La cancha de vóleibol en el patio “de las mujeres”. Hasta ahí corríamos todos los recreos, invierno y verano para jugar partidos entre las que jugábamos en la selección del colegio y algunas que se sumaban para pasar el rato y reírse.

¿Qué fue lo que más te marcó del colegio?

Creo que llegar grande al colegio, a primero medio fue súper fuerte. Hoy me doy cuenta de que ese cambio sacó herramientas mías que no sabía que tenía y que me permitieron insertarme en este nuevo hábitat, que no solo era el colegio, sino la ciudad, las distancias, los círculos de amigos… todo era diferente. Fue como crecer de un día para otro y salir de la zona de confort de una ciudad chica donde las cosas más simples y las más complejas, estaban resueltas. Ese quiebre me hizo ser una persona que se adapta con facilidad a distintos escenarios, sociable y empática.

¿Sientes que llevas un sello de la formación del colegio?

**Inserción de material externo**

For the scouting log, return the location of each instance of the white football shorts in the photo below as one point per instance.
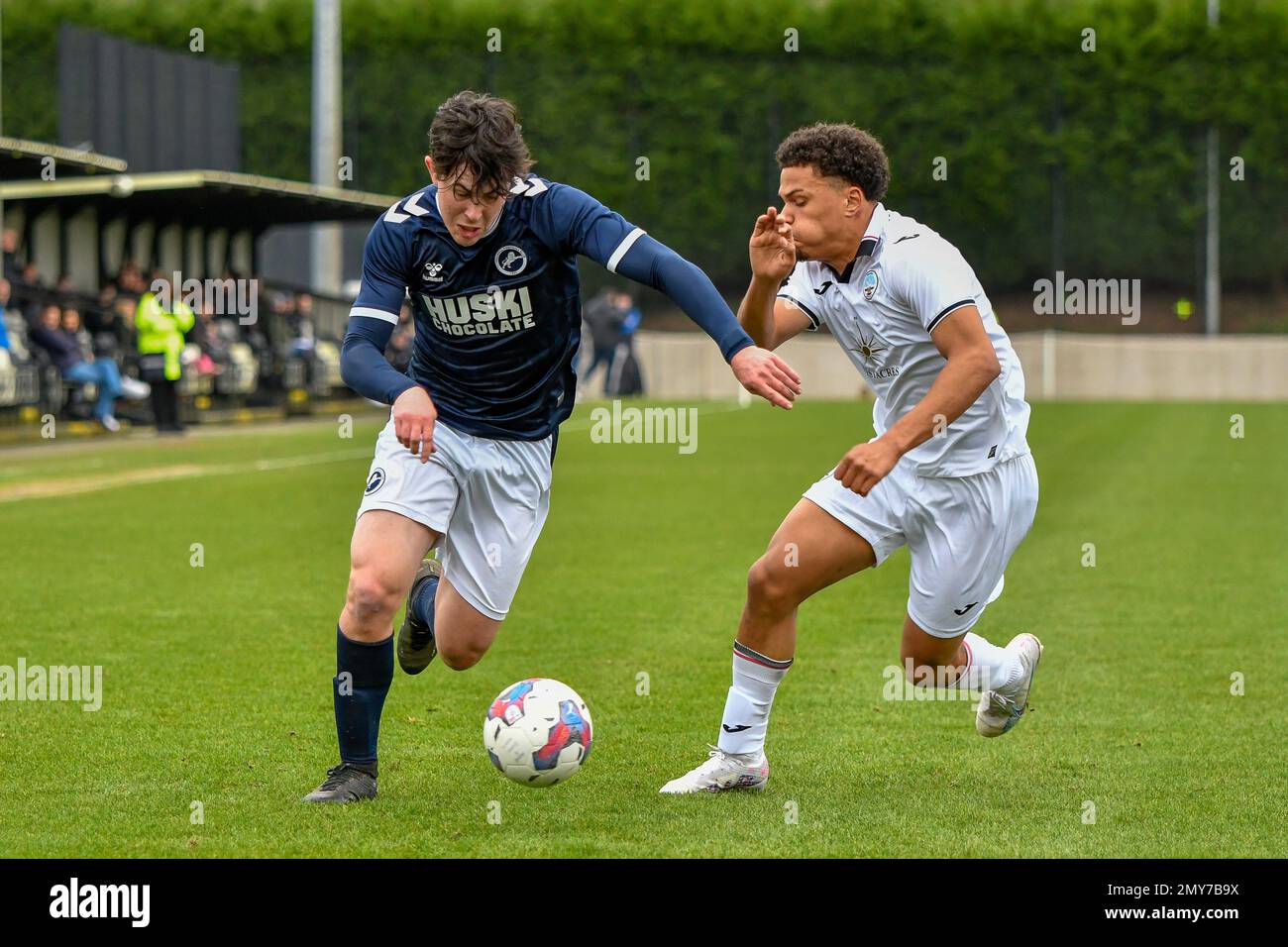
(487, 499)
(960, 531)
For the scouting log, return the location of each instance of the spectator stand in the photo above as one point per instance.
(98, 241)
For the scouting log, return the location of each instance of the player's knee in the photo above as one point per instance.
(460, 656)
(370, 596)
(918, 660)
(768, 589)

Qué difícil es pensar en un sello en particular. Creo que el San Benito me abrió las puertas de la espiritualidad y el misterio, dando cabida a ese lado de mi vida que me acompaña hasta hoy. Recuerdo haber disfrutado mucho de mi paso por el M.A.M, las reuniones de comunidad, los retiros y la oración. Todavía cuando necesito paz interior, repaso mentalmente algunas de las letras y las melodías del Oficio Divino que me conectan además con otro espacio muy importante en mi vida, el Monasterio Benedictino de Las Condes y mi recordado y querido Padre Gabriel Guarda. No sé si es un sello, pero sin duda es algo que vinculo inmediatamente con lo que el colegio me entregó.

Resume en una palabra tu paso por el CSB.

Cambios.

¿Qué mensaje les darías a los alumnos del colegio hoy? ¿Qué oportunidades los invitarías a aprovechar?

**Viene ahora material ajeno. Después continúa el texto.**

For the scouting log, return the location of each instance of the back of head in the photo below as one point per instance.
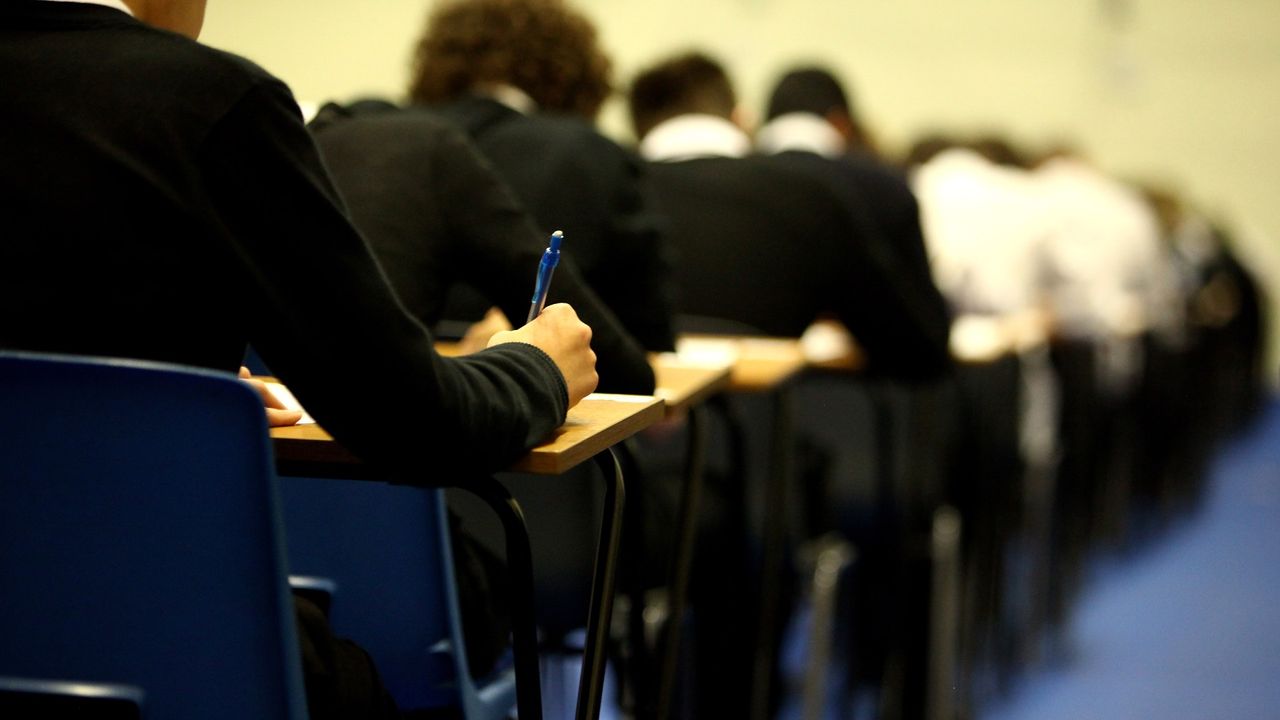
(688, 83)
(808, 90)
(543, 48)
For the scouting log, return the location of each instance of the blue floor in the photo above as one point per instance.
(1189, 627)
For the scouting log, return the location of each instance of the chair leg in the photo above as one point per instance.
(520, 568)
(682, 561)
(944, 614)
(600, 610)
(830, 556)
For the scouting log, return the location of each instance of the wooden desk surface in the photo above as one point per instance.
(682, 386)
(759, 363)
(593, 425)
(679, 384)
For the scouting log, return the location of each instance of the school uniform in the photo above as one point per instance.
(164, 201)
(572, 178)
(437, 215)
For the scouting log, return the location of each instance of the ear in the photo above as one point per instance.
(743, 118)
(842, 123)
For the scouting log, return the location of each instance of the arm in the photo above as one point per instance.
(323, 317)
(498, 250)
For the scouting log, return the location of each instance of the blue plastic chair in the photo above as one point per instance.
(387, 548)
(22, 698)
(140, 538)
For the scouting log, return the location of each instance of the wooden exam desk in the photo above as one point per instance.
(589, 432)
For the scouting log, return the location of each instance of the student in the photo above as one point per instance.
(525, 80)
(764, 240)
(437, 215)
(768, 242)
(164, 201)
(810, 123)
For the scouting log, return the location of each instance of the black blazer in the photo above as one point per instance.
(766, 241)
(163, 200)
(886, 220)
(437, 214)
(572, 178)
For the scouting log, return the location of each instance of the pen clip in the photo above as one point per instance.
(543, 283)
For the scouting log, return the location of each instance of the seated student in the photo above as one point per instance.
(525, 80)
(766, 241)
(435, 214)
(164, 201)
(809, 115)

En mi experiencia, el colegio me entregó muchas herramientas académicas para enfrentar los primeros años de la universidad sin miedo ni dificultades y eso es ¡inmenso! Con el tiempo uno se da cuenta que esa base de contenidos es clave para crecer profesionalmente y enfrentar desafíos estando preparada. Eso por una parte y por otra, sus amigos y amigas. Los lazos y las complicidades que se dan en el colegio son para toda la vida. Ese es el mejor regalo que se le puede pedir a un colegio.

Nombra un profesor o tutor que te haya marcado

Sin duda Patricio Facuse, profesor de castellano, amante de la literatura, de los clásicos, de la poesía. Transmitía ese cariño por los libros y sus autores y sin duda eso me hizo acercarme a las humanidades desde los primeros años en el San Benito. Una gran persona el Pato. Creo que a varias de nosotras les hizo mucho sentido su forma de enseñar abierta y cercana.